The purchase offers more diversity for a Merck pipeline dominated by vaccines and treatments for cancer, infectious diseases and cardiometabolic disorders. An earlier foray into eye disease fizzled out in 2022 when a partnership with NGM Biopharmaceuticals produced disappointing study results for a geographic atrophy drug. Merck later dropped its option to license the medicine and related compounds.

EyeBio launched in 2021 under the direction of founders David Guyer and Tony Adamis, who will both now join Merck. The pair previously founded a company called Eyetech Pharmaceuticals, which Guyer ran as CEO before becoming a venture capitalist and later serving as CEO of Iveric Bio.

Adamis went on to Roche’s Genentech, where he helped develop Vabysmo as part of his focus on anti-vascular endothelial growth factor, or VEGF, drugs.

Adamis is credited with the co-discovery of the important role VEGF can play in neovascular-related macular degeneration and diabetic retinopathy. Overall, he’s helped develop 20 medications with 30 indications that have led to 25 Food and Drug Administration approvals, according to his corporate biography.

Guyer and Adamis founded EyeBio with seed money from SV Health.
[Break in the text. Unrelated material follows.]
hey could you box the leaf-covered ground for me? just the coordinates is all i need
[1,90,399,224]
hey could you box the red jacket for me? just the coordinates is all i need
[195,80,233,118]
The company then undertook a Series A financing round in February 2022 that raised $65 million, helped by funds from Merck’s corporate venture arm. In November 2023, an expanded Series A round upped the total to $130 million.

Merck’s decision to snap up EyeBio follows an upswing in biotech acquisitions that began last year after a relatively quiet 2021 and 2022. Merck said the acquisition will be made through a subsidiary and should close in the third quarter.